High performance live migration done right means using SMB Direct

I  saw people team two 10GBps NICs for live migration and use TCP/IP. They leveraged LACP for this as per my blog Teamed NIC Live Migrations Between Two Hosts In Windows Server 2012 Do Use All Members . That was a nice post but not a commercial to use it. It was to prove a point that LACP/Static switch dependent teaming did allow for multiple VMs to be live migrated in the same direction between two node. But for speed, max throughput & low CPU usage teaming is not the way to go. This is not needed as you can achieve bandwidth aggregation and redundancy with SMB via Multichannel. This doesn’t require any LACP configuration at all and allows for switch independent aggregation and redundancy. Which is great, as it avoids stacking with switches that don’t do  VLT, MLAG,  …

Even when your team your NICs your better off using SMB. The bandwidth aggregation is often better. But again, you can have that without LACP NIC teaming so why bother?
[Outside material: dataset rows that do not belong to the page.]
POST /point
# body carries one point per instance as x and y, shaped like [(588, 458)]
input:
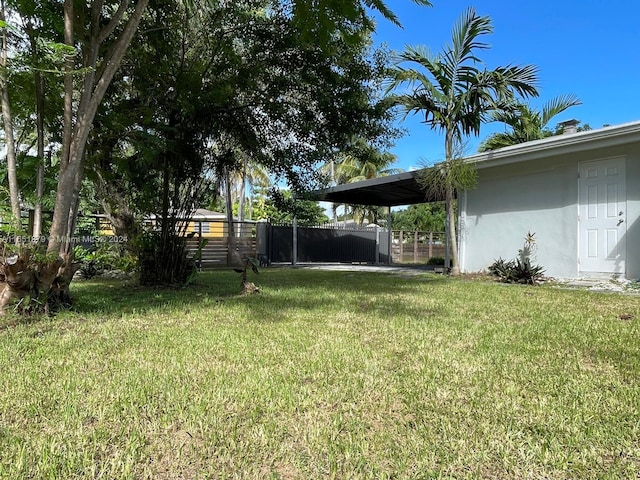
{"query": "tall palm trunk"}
[(449, 205)]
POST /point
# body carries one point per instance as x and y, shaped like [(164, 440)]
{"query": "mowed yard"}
[(344, 375)]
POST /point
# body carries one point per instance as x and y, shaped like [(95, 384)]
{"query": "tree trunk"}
[(39, 84), (14, 190), (97, 77), (231, 260), (449, 204)]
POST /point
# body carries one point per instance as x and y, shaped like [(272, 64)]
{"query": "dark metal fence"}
[(327, 244)]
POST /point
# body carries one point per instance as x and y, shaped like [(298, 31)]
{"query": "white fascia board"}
[(559, 144)]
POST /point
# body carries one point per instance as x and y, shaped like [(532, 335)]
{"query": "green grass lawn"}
[(324, 375)]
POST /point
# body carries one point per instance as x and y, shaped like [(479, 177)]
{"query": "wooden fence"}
[(416, 247), (225, 251)]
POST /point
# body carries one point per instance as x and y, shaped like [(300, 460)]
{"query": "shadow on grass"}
[(282, 290)]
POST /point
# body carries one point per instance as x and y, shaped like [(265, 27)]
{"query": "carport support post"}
[(294, 252), (390, 237), (447, 241)]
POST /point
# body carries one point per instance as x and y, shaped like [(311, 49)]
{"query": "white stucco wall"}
[(633, 214), (540, 197)]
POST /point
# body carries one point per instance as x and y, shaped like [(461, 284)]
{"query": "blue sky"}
[(590, 48)]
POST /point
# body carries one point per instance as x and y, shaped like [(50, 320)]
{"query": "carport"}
[(389, 191)]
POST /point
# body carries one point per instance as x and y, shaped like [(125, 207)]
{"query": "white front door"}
[(602, 217)]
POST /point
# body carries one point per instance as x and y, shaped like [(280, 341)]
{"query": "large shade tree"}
[(525, 123), (96, 35), (456, 93)]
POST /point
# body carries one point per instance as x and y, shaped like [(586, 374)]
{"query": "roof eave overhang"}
[(607, 137)]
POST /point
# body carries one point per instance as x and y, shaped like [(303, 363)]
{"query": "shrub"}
[(439, 261), (521, 269)]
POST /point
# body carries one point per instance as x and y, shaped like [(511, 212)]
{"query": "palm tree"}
[(527, 124), (456, 95)]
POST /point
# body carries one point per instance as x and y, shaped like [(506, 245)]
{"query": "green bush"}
[(105, 257), (438, 261), (521, 269)]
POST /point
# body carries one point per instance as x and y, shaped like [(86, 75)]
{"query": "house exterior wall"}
[(539, 196)]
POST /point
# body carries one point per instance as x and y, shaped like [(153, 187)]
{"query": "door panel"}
[(602, 216)]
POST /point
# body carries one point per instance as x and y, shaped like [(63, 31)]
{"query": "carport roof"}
[(389, 191)]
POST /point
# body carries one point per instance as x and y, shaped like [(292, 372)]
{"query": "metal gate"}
[(326, 244)]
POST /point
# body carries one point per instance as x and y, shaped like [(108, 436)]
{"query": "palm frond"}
[(558, 105)]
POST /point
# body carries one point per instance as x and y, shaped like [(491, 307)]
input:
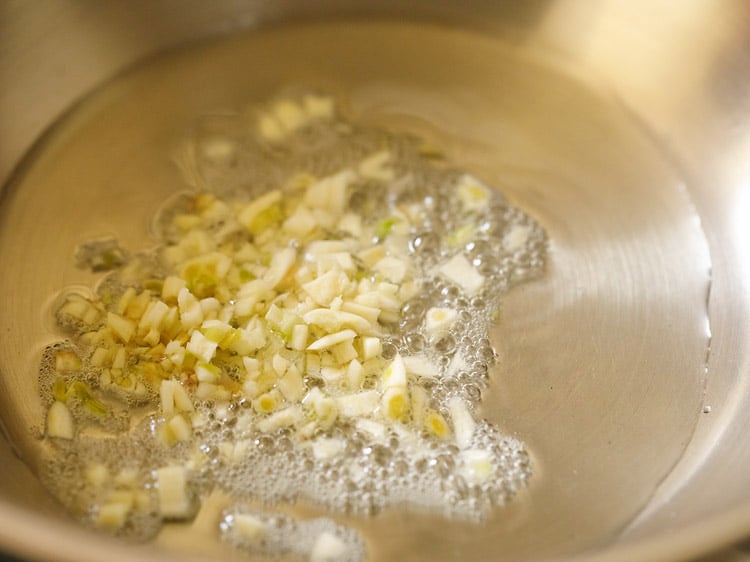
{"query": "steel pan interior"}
[(691, 137)]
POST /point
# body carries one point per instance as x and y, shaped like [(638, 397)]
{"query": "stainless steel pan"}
[(636, 425)]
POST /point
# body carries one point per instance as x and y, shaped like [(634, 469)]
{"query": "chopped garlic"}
[(174, 499), (332, 339), (476, 465), (122, 327), (60, 421), (359, 404), (463, 422), (202, 347)]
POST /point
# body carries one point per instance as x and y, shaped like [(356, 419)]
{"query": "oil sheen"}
[(585, 363)]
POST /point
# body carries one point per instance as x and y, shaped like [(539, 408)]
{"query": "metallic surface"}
[(681, 69)]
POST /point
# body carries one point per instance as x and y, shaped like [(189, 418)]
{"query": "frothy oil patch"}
[(314, 324), (272, 533)]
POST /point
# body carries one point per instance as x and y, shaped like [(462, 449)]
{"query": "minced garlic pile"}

Perhaps one reason, with LACP failover is faster, but that’s of no big concern with live migration.

We’ll do some simple examples to show you why these choices matter. We’ll also demonstrate the importance of an optimize RSS configuration. Do not that the configuration we use here is not a production environment, it’s just a demo to show case results.

But there is yet another benefit to SMB.  SMB Direct.  That provides for maximum throughput, low latency and low CPU usage.

LACP NIC TEAM with 2*10Gbps with TCP

With RSS setting on the inbox default we have problems reaching the best possible throughput (17Gbps). But that’s not all. Look at the CPU at the time of live migration. As you can see it’s pretty taxing on the system at 22%.

image

If we optimize RSS with 8 RSS queues assigned to 8 physical cores per NIC on a different CPU (dual socket, 8 core system) we sometimes get better CPU overhead at +/- 12% but the throughput does not improve much and it’s not very consistent. It can get worse and look more like the above.

image

LACP NIC TEAM with 2*10Gbps with SMB (Multichannel)

With the default RSS Settings we still have problems reaching the best possible throughput but it’s better (19Gbps). CPU wise, it’s pretty taxing on the system at 24%.

image

If we optimize RSS with 8 RSS queues assigned to 8 physical cores per NIC on a different CPU (dual socket, 8 core system) we get better over CPU overhead at +/- 8% but the throughput actually declined (17.5 %). When we run the test again we were back to the results we saw with default RSS settings.

image

Is there any value in using SMB over TCP with LACP for live migration?

Yes there is. Below you see two VMs live migrate, RSS is optimized. One core per VM is used and the throughput isn’t great, is it. Depending on the speed of your CPU you get at best 4.5 to 5Gbps throughput per VM as that 1 core per VM is the limiting factor. Hence see about 9Gbps here, as there’s 2 VMs, each leveraging 1 core.

image

Now look at only one VM with RSS is optimized with SMB over an LACP NIC team. Even 1 large memory VM leverages 8 cores and achieves 19Gbps.

image

What about Switch Independent Teaming?

Ah well that consumes a lot less CPU cycles but it comes at the price of speed. It has less CPU overhead to deal with in regards to LACP. It can only receive on one team member. The good news is that even a single VM can achieve 10Gbps (better than LACP) at lower CPU overhead. With SMB you get better CPU distribution results but as the one member is a bottle neck, not faster. But … why bother when we have …better options!? Read on Smile!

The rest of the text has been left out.